While I love the flavour combination of peach, raspberry and vanilla, the poached peach itself is too heavy for me so I decided to give this recipe a spin. To keep the lovely taste of fresh peaches while adding lovely sweetness to this dessert I opted for a raw sorbet.
To make the sorbet pit the peaches and puree them in a food processor with 2 tsp of lemon juice and 4 tbsp of agave. Peeling them is optional since the skin is very soft and blends up.
Pour the fruit puree into an ice cream machine and process it.
Transfer into a freezer friendly dish and freeze for another 1-3 hours before serving if you want a scoopable sorbet.
While the peach sorbet is chilling you can make your raspberry sauce. Add the raspberries, 2 tbsp sugar and 2 tbsp of water to a saucepan and gently bring to a simmer over low to medium heat.
Blitz the berries with 2 tbsp of water in a blender and strain the puree through a mesh sieve. Use a spoon to make sure you press all the liquids out and have only seeds left in your sieve.

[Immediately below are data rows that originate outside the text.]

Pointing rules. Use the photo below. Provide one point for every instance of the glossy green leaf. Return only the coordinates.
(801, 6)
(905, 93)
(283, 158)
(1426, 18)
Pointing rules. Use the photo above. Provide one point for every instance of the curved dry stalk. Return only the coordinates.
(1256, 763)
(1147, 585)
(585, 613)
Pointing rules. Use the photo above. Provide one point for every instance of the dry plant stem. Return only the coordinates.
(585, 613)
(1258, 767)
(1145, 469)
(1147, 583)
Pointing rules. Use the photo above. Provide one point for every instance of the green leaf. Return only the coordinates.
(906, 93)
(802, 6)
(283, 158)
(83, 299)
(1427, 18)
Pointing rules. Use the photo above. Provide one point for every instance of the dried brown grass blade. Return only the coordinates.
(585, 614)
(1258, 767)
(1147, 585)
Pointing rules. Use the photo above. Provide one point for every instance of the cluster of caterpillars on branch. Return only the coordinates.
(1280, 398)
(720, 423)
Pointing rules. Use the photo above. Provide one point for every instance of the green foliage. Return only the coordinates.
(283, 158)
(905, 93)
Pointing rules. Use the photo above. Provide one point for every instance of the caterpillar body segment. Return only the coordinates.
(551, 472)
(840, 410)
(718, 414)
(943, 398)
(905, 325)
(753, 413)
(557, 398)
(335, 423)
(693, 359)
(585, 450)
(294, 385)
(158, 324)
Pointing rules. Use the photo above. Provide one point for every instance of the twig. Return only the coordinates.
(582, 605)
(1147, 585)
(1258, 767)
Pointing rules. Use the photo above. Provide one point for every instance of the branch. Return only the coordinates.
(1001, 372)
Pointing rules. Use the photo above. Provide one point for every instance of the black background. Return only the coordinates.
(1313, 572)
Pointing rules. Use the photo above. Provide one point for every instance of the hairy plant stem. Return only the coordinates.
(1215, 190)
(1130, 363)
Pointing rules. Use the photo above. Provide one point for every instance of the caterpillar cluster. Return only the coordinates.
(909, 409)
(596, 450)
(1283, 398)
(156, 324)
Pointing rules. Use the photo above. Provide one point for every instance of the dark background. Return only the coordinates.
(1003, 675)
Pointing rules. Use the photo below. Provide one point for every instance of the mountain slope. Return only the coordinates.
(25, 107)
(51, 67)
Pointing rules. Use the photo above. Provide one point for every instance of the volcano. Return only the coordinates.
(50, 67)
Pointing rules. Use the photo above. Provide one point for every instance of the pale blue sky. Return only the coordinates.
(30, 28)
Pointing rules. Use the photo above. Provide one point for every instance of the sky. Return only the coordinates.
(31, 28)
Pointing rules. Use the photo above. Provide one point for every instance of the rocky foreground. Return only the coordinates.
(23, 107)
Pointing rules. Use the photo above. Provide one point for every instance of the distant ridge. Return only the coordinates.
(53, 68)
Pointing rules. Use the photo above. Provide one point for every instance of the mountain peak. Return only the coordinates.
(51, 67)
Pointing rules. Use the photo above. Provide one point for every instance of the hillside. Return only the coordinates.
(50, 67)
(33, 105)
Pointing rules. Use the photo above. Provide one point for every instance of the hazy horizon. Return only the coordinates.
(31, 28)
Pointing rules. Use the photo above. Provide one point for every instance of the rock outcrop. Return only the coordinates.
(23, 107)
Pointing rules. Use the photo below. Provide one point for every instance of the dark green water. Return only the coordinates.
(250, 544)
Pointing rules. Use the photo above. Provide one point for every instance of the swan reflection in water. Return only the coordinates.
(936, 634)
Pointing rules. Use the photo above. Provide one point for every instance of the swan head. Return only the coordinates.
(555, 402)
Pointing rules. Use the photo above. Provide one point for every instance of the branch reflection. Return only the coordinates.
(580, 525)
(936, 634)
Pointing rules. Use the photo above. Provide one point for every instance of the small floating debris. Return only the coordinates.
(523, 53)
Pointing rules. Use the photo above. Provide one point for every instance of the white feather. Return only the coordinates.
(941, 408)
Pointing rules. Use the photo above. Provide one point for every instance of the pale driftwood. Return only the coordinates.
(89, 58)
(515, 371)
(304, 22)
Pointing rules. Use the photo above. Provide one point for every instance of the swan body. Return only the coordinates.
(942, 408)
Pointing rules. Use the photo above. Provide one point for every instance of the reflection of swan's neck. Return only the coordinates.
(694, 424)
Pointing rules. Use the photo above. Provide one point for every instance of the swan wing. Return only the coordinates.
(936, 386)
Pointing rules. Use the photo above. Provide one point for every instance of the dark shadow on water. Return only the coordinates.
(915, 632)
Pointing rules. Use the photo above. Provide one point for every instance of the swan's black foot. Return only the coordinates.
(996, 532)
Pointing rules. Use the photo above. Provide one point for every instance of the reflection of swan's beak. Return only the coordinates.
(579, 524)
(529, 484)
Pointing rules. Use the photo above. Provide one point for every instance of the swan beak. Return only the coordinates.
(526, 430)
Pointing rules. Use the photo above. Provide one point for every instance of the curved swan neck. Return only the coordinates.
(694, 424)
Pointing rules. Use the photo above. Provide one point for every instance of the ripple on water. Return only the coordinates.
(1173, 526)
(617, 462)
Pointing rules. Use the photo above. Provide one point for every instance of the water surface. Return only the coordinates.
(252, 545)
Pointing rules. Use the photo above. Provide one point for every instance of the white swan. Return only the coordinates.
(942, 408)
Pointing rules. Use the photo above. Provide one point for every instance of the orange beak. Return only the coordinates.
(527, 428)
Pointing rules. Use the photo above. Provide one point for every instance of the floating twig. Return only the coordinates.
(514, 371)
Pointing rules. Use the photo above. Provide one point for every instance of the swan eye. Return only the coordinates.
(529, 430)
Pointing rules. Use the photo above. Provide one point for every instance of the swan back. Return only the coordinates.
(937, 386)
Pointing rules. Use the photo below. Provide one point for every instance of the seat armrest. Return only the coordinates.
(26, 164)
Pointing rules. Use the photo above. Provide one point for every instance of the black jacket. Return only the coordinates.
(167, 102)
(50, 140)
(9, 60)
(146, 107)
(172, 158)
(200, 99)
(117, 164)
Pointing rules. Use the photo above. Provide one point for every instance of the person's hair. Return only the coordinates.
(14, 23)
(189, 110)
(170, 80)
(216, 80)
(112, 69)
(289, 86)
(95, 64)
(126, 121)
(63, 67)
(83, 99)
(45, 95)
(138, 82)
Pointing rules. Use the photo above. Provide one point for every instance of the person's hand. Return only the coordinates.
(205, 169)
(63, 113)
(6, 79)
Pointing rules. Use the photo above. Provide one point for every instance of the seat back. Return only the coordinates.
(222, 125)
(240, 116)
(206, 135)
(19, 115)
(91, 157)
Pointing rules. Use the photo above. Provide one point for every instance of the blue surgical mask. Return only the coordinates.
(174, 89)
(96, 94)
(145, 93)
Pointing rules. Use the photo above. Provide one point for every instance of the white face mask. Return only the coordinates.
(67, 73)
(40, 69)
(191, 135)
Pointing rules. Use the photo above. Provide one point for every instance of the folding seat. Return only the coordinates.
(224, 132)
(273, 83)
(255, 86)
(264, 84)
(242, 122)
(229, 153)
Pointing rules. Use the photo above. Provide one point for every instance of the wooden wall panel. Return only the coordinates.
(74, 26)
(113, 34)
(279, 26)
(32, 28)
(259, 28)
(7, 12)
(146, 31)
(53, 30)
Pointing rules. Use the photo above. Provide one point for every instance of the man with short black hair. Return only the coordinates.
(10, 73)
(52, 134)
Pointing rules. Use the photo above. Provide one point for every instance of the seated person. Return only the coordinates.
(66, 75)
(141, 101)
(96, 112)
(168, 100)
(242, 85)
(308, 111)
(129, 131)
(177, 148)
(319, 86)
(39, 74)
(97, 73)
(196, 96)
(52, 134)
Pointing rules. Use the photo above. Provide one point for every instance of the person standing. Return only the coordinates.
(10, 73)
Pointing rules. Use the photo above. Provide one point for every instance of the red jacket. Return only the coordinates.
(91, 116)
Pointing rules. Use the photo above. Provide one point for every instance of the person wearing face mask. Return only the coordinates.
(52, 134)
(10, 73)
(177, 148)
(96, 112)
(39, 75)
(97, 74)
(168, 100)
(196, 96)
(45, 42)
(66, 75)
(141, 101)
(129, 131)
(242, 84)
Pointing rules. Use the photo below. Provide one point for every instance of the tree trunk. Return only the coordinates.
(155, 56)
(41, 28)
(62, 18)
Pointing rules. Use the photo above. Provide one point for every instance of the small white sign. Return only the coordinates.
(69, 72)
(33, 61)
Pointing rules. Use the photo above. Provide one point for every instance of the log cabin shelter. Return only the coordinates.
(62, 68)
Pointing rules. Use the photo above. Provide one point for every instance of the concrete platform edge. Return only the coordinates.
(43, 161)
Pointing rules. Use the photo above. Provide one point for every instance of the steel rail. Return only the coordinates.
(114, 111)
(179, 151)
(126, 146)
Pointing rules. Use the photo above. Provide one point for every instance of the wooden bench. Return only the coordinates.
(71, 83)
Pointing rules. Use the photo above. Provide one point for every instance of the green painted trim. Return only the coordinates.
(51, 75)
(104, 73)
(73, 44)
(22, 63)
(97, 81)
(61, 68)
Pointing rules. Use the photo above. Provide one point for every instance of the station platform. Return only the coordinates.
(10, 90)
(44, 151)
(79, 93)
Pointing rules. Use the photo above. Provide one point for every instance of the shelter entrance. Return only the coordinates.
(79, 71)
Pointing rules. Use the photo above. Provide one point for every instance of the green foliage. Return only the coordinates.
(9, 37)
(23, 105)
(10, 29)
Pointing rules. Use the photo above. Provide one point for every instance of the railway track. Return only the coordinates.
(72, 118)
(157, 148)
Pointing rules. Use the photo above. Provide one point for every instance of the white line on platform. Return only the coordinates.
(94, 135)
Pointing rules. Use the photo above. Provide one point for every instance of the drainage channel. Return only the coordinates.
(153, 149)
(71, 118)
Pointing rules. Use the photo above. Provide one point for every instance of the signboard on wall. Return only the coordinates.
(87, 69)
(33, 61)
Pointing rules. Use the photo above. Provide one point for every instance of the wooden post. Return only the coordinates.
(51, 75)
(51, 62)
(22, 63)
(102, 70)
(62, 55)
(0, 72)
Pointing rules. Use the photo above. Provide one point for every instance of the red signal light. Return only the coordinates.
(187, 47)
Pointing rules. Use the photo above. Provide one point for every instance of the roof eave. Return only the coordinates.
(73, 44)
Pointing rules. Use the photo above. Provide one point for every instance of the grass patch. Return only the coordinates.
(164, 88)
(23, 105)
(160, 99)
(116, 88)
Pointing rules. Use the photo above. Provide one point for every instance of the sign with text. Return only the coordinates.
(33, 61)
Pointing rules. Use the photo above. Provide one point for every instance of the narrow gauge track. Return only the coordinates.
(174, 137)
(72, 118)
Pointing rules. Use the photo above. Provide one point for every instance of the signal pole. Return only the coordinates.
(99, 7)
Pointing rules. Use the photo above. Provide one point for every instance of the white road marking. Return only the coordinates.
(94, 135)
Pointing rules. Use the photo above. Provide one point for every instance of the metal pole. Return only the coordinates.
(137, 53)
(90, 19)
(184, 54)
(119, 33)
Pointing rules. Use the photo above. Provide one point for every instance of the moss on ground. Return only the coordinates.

Discard the seeds and pour the pure fruit into a sauce pan. Add the sugar and bring to a simmer over low to medium heat.
Gently simmer until the liquid has reduced by about a third and looks more like a sauce. Remove the pot from the heat and set aside to cool.
Once ready to serve scoop vanilla ice cream and raspberry sorbet into bowls. Pour over the cold raspberry sauce and garnish with a few fresh berries.
If you don't have an ice cream machine then you can also pour the peach puree into a freezer friendly dish and place it as it is in the freezer. Set a timer and give it a good stir every 30 minutes until it is frozen.The nutritional value calculated is for the peach sorbet only.